And yet, sometimes they ask the very best questions.

This past week during my lecture on leadership at Temple Dental, a student raised his hand and asked:

“Where do you draw the line between friendship and leadership when it comes to staff?” 

Wow.

What a complex question.
And what a very smart one.

But it’s also the kind of question many practicing dentists quietly struggle with every day.

The Situation Many Dentists Eventually Face

I’ve seen this scenario play out many times.

An associate dentist joins a practice and works alongside the team for years. Friendships develop naturally. They celebrate birthdays together. They share lunch. They commiserate about difficult patients.

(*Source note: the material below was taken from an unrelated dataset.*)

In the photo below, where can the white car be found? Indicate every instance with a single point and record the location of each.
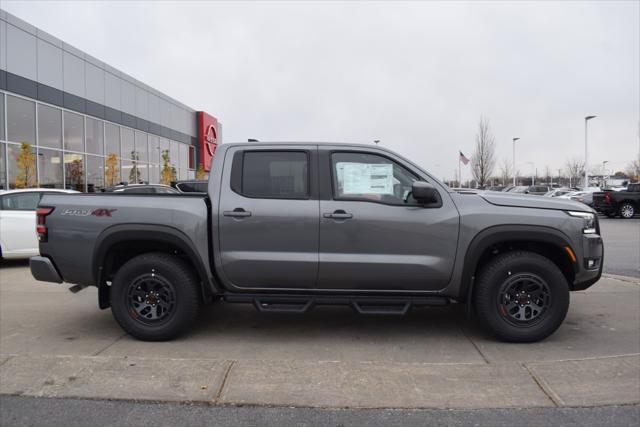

Then one day something changes.

The associate becomes the owner.

Suddenly the dynamic shifts.

The dentist who once stood shoulder-to-shoulder with the team now has to make decisions about policies, schedules, financial arrangements, and sometimes uncomfortable conversations about performance.

And that’s when the tension begins.

The friendships that once felt easy can suddenly become complicated. The dentist hesitates to correct behavior. Team members resist changes proposed by someone they still see as “one of us.”

What results is something far more dangerous than conflict.

It’s a leadership vacuum.

And nature abhors a vacuum.

When leadership is unclear, confusion fills the space. Standards drift. Frustration builds quietly beneath the surface.

The “Family” Trap

I’ve also seen this play out when practice owners begin thinking of their team as “family.”

At first, it sounds admirable. It suggests loyalty, warmth, and closeness. And in many ways, a great practice culture should feel supportive and connected.

But the metaphor can quietly create problems.

Because the truth is this:

Your team is not your family.

Family members remain family regardless of performance. Your brother doesn’t get fired for being late to Thanksgiving dinner. Your sister doesn’t lose her place in the family because she forgot to bring dessert.

A dental practice doesn’t work that way.

A dental practice is a professional organization built around avision and mission—to care for patients, deliver excellent clinical outcomes, and sustain a healthy business that allows everyone involved to thrive.

And that requires boundaries and clearly articulated values.

I’ve seen situations where owners became so emotionally intertwined with certain team members that accountability became nearly impossible. When performance problems arose, difficult conversations were avoided. Standards were quietly lowered.

Other team members noticed.

The culture slowly eroded.

Ironically, the attempt to treat the team like family often ends up harming the very team the leader was trying to protect.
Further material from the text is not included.